There is an intersection on Houston, just off Clinton Street. The crosswalk is long, with cars coming from every which way. I do not get intimidated by New York streets, but this is my one exception, mainly because there have been a few hit-and-runs on the South East corner. Generally speaking, the traffic lights of New York are comical. It seems that as soon as the white figure pops up telling you to cross, you have a matter of seconds before the countdown begins—fifteen, fourteen, thirteen, flashing aggressively as if to mock you—not even the light has the time nor the patience for you. Often I can only make it to the street's median, stranded for another twenty seconds between rows of cars.
The past few months of my life have been like this crosswalk. I have been stuck in the median, where a clock flashes the countdown, and I must wait. Recently I have been on autopilot, navigating and preparing for college. The prospect of new environments, friends, and mental pursuits is equal parts exciting and terrifying. Because the future is uncertain, I can't help but feel uneasy. I do not, however, find solace in my past. When I reflect on my childhood, I do not have the nostalgic fondness I anticipated. This is because I am still experiencing the final chapter of childhood; therefore, I cannot reminisce to the extent of a thirty-year-old.
Consequently, reflection induces more depressive than partial feelings. I sense I am losing something that perhaps I should have appreciated more. Then again, I have nothing else to compare childhood to, as I have yet to experience adult life. This period is the first of many liminal stages in my life. And for the coming months, the question remains: am I losing something great or gaining something even better?

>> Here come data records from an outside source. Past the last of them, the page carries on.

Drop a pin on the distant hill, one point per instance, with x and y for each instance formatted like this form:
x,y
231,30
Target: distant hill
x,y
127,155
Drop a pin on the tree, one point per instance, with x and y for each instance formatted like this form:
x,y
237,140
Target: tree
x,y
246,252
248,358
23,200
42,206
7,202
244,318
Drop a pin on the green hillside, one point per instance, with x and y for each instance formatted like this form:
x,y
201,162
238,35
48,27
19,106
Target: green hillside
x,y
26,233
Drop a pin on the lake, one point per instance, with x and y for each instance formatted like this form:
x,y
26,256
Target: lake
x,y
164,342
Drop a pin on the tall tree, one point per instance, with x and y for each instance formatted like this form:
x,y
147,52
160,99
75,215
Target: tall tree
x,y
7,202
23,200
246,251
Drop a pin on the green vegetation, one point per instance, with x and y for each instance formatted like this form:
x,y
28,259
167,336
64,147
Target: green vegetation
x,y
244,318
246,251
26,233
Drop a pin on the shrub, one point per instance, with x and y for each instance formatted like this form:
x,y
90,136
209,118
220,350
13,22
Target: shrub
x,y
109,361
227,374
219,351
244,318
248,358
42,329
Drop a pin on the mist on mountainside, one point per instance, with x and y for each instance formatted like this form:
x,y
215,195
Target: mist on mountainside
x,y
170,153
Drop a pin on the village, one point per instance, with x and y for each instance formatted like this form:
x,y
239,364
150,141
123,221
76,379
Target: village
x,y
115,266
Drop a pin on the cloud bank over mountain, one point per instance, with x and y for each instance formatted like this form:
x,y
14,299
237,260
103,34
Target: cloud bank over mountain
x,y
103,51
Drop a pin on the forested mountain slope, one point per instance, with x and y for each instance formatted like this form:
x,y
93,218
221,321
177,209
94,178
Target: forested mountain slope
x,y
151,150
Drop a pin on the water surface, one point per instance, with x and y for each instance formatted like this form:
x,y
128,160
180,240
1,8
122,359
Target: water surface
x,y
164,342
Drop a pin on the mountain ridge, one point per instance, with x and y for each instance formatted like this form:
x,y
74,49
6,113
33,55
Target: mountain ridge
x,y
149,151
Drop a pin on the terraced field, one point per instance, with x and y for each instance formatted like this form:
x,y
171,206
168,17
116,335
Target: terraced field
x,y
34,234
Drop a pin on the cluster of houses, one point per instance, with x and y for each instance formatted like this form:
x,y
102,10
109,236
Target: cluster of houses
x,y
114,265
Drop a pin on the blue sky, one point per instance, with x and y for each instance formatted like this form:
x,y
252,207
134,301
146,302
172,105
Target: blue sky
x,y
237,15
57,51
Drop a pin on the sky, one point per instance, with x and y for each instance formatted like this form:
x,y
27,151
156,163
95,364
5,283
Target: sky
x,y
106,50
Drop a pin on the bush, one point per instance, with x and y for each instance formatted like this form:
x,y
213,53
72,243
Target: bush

The college process asks me to reflect on my life, accomplishments and being thus far. But as I write, I convey a person whose identity is not fully solidified yet. Half of my life—from birth to nine—is a fuzzy puzzle of events I wrack my brain to recall. Of course, I have abundant, meaningful experiences, people, and even transgressions that have shaped me, but it feels incomplete to package myself tightly into one application. They ask to see the sum of a person in 150 character descriptions. I ask myself, what am I reflecting on at the end of the day? Moreover, what exactly am I working towards?
An inherent self-assurance and confidence comes with knowing exactly where you want to go and study. Pre-med at Princeton, comp-sci at Columbia, or print-making at Pratt. I fall into this trap, bracing for the world and college admissions, with an unwarranted certainty of what I want, but it is a facade. I tell myself that I know what I want when I only have a general idea, and even that is constantly shifting. I was reminded of an Oscar Wilde quote, "if you want to be a grocer, or a general, or a politician, or a judge, you will invariably become it; that is your punishment." Furthermore, "If you never know what you want to be if you live what some might call the dynamic life but what I will call the artistic life, if each day you are unsure of who you are and what you know you will never become anything, and that is your reward." To a certain extent, liminality and unpredictability are not what we seek but need.
Although it has been challenging to present what my life has meant and what it could mean, reflecting was not necessarily bad for me. After all, college is not the end all be all of my life story; it is merely the beginning. But as for the present, perhaps this intersection, like the one on Houston, is more of an opportunity than I originally conceived; the light is flashing before me, counting down for me to enter adulthood, but for a fleeting moment, I can stand still.